At $27^\circ\text{C}$, in presence of a catalyst, activation energy of a reaction is lowered by $10\,\text{kJ mol}^{-1}$. The logarithm of the ratio $\dfrac{k(\text{catalysed})}{k(\text{uncatalysed})}$ is ___.
(Consider that the frequency factor for both the reactions is same)

• A. $0.1741$
• B. $1.741$
• C. $3.482$
• D. $17.41$

Hint:

A small decrease in activation energy leads to a very large increase in reaction rate.

Answer 1

The Correct Option is D

To solve this problem, we need to understand the concept of activation energy and its effect on the rate constant of a reaction, typically expressed through the Arrhenius equation:

\(k = A \exp\left(\frac{-E_a}{RT}\right)\)

Where:

• \(k\) is the rate constant.
• \(A\) is the frequency factor, assumed to be the same for both reactions here.
• \(E_a\) is the activation energy.
• \(R\) is the universal gas constant (\(8.314 \, \text{J} \, \text{mol}^{-1} \, \text{K}^{-1}\)).
• \(T\) is the temperature in Kelvin.

The logarithm of the ratio of the rate constants for catalyzed and uncatalyzed reactions can be found using:

\(\log\left(\frac{k_{\text{catalysed}}}{k_{\text{uncatalysed}}}\right) = \frac{E_a(\text{uncatalysed}) - E_a(\text{catalysed})}{2.303RT}\)

Given:

• Reduction in activation energy: \(\Delta E_a = 10 \, \text{kJ mol}^{-1} = 10000 \, \text{J mol}^{-1}\)
• Temperature: \(T = 27^\circ \text{C} = 27 + 273.15 = 300.15 \, \text{K}\)

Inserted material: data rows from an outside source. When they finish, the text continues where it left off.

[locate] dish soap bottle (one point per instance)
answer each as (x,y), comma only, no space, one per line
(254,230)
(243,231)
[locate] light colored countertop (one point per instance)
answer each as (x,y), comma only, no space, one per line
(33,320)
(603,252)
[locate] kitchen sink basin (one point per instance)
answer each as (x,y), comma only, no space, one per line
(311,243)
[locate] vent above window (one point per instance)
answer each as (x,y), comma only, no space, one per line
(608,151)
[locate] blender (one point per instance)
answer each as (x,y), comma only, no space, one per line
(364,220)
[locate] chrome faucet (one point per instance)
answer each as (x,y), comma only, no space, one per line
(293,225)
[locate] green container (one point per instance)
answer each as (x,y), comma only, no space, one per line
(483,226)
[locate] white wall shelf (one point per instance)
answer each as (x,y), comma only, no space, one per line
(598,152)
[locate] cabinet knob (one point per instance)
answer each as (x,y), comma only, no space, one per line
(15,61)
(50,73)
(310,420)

Substituting the values into the equation:

\(\log\left(\frac{k_{\text{catalysed}}}{k_{\text{uncatalysed}}}\right) = \frac{10000}{2.303 \times 8.314 \times 300.15}\)

Calculating the value:

\(\log\left(\frac{k_{\text{catalysed}}}{k_{\text{uncatalysed}}}\right) \approx \frac{10000}{5740.2096} \approx 1.741\)

Thus, the logarithm of the ratio of the catalyzed to uncatalyzed rate constant is approximately \(1.741\).

The correct answer is therefore the option: \(1.741\).